Champion work takes time. If it’s purely additive to existing workloads, it won’t happen. Consider:

  • Explicit time allocation in workload planning
  • Recognition that champion activities are legitimate work
  • Manager support for time spent on champion duties

Resources

Equip champions with:

  • Quick reference guides they can share
  • Approved templates and examples
  • Access to extended resources for complex questions
  • Direct line to central expertise

Recognition

Acknowledge champion contributions:

  • Visibility for champion achievements
  • Inclusion in champion branding
  • Career development credit
  • Leadership access and influence opportunities

Authority

Clarify what champions can and can’t do:

  • What guidance can they provide directly?
  • When should they escalate?
  • How do they connect to formal support channels?
  • What decisions can they make?

Measuring Champion Impact

Champion networks should demonstrate value:

Activity Metrics

  • Number of colleagues supported
  • Questions addressed
  • Sessions or demonstrations conducted
  • Resources shared

Outcome Metrics

  • AI adoption in champion areas vs. non-champion areas
  • Capability development in champion-supported teams
  • Time to proficiency for new AI users
  • Satisfaction with AI support

Qualitative Feedback

  • Colleague perceptions of champion helpfulness
  • Champion perceptions of their own effectiveness
  • Specific examples of impact
  • Improvement suggestions

Don’t over-engineer measurement—champions shouldn’t spend more time tracking than helping. But some visibility into impact supports the investment case.

Common Pitfalls

Selecting the Wrong People

Not every eager volunteer makes a good champion. Being good at AI doesn’t mean being good at helping others with AI. Screen for the full set of required attributes.

Insufficient Support

Champions left without development, resources, or time allocation become frustrated and ineffective. The network requires ongoing investment.
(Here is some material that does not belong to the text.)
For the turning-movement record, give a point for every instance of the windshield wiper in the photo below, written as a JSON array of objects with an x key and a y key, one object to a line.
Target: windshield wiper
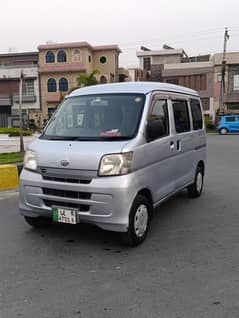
[{"x": 77, "y": 138}]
Disconnection from Strategy

Champion networks that drift away from organisational AI strategy become random and inconsistent. Maintain connection between champions and central direction.

Role Overload

Successful champions get overwhelmed with requests. Build in mechanisms to prevent burnout—whether through capacity limits, escalation paths, or additional champions.

Stagnation

Champion networks can become stale over time. Regular refreshment—new champions, new challenges, renewed development—maintains energy.

Evolution Over Time

Champion networks evolve as AI adoption matures:

Early Stage: Champions are pioneers, exploring what’s possible and sharing discoveries with cautious colleagues.
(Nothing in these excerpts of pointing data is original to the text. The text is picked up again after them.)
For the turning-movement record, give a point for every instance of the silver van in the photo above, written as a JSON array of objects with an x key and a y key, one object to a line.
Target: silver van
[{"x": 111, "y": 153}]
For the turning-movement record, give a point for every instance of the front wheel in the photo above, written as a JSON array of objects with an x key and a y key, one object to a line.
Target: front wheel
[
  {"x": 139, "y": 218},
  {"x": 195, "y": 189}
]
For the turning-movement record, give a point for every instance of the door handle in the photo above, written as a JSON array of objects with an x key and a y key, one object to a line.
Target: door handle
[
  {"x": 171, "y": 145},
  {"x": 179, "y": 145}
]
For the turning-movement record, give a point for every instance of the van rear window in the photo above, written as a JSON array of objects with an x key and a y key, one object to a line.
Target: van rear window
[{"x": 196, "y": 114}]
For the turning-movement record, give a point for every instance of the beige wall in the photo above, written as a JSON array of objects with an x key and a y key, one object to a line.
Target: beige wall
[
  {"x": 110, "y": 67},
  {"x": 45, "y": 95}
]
Growth Stage: Champions focus on scaling adoption, supporting the majority as they catch up with early adopters.

Maturity Stage: Champions address advanced use cases and edge situations as basic AI use becomes routine.

Integration Stage: Champion skills become expected of all employees. The dedicated network may become less necessary.

Plan for these transitions rather than assuming the network’s role remains static.

Building the Case

To secure investment in a champion network:

Connect to adoption goals. What AI adoption outcomes is the organisation seeking? How do champions accelerate those outcomes?

Show the gap in current approach. Where is central training insufficient? What support needs aren’t being met?

Quantify potential impact. How much faster could capability develop with champions? What’s the value of that acceleration?

Propose pilot approach. Start with a contained pilot in one area, demonstrate results, then expand.

Address concerns. How will consistency be maintained? What happens if champions provide wrong guidance? How does this integrate with existing support?

The Human Element

At its best, a champion network isn’t just a training delivery mechanism. It’s a community of people who believe in AI’s potential and want to help others realise it.

That human element—people helping people—is often what makes the difference in adoption. Technology adoption is a human process. Networks of committed individuals accelerate it in ways that programs alone cannot.

Build the network. Develop the champions. Support their work.

The investment pays off many times over.